Imagine what would happen if Charlie Brown told Lucy, “No thanks, Lucy. I don’t want to play this time.” Or even, “How about if I hold the ball and you kick it instead?”
This is the hardest step for me, but it gets easier with practice. Setting a boundary where there hasn’t been one in the past feels terrifying, especially if you grew up in dysfunction. Several people may grumble about your decision, not just your Lucy, and it’s hard to feel confident that you’re doing the right thing for yourself when others are complaining. Remember how Lucy enticed Charlie Brown into kicking the ball in the video above? “Come on, Charlie Brown! It’s tradition.” It’s what we do! We don’t want to be accused of being the fun-wreckers. But who, exactly, is having the fun? Charlie doubted his inner voice that said not to kick the ball and was disappointed again. Disappointments are part of life, but when they happen over and over, a lot of small disappointments can build up to create resentment and frustration. We can’t expect Lucy not to be Lucy. The only one we can change is ourselves.

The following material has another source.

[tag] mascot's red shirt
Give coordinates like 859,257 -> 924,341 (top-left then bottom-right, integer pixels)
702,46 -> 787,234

If you grew up in a religious home like I did, then there may be undertones of “faith-based” guilt and manipulation when you try to set your boundary. I put faith-based in quotes because using faith to manipulate someone into staying in a situation that doesn’t feel safe is not faith at all. Accusations of being “unforgiving,” “unchristian,” “unloving,” or “keeping records of wrongs” may be used against you for trying to take care of yourself. And they may pique your conscience because you, of course, do not want to be any of those things. But who of us doesn’t wish Charlie Brown would just tell Lucy no? And what kind of person would call Charlie Brown unforgiving for doing so? Healthy people respect others’ boundaries, and when they’ve hurt someone, they make amends. Even if you set your boundary in a messy way, or you set it too firm, or you just approached it all wrong because you don’t have a lot of practice….that’s okay. TRUST YOURSELF. The boundary can be moved later if you want it to be. It can be less rigid – more of a semi-permeable membrane if you feel comfortable with that down the road. Or it can be a brick wall with barbed wire at the top that it is absolutely unacceptable for anyone to cross again ever. But wherever you’re asking for it to be right now is where it needs to be. If people are having trouble with that, or are asking for an explanation, you can choose to give one or not give one, but if you’ve listened to yourself and recognize that there needs to be a boundary, if you’ve set it in a way that protects your heart and those people you need to care for, then trust yourself that you’ve done the right thing for you right now.
I hope these three things will help you to protect your heart if you are feeling uneasy about a family gathering this year. Healing takes time, and you are allowed to do what feels safe for you while you heal.
Wishing you a peaceful and happy Thanksgiving!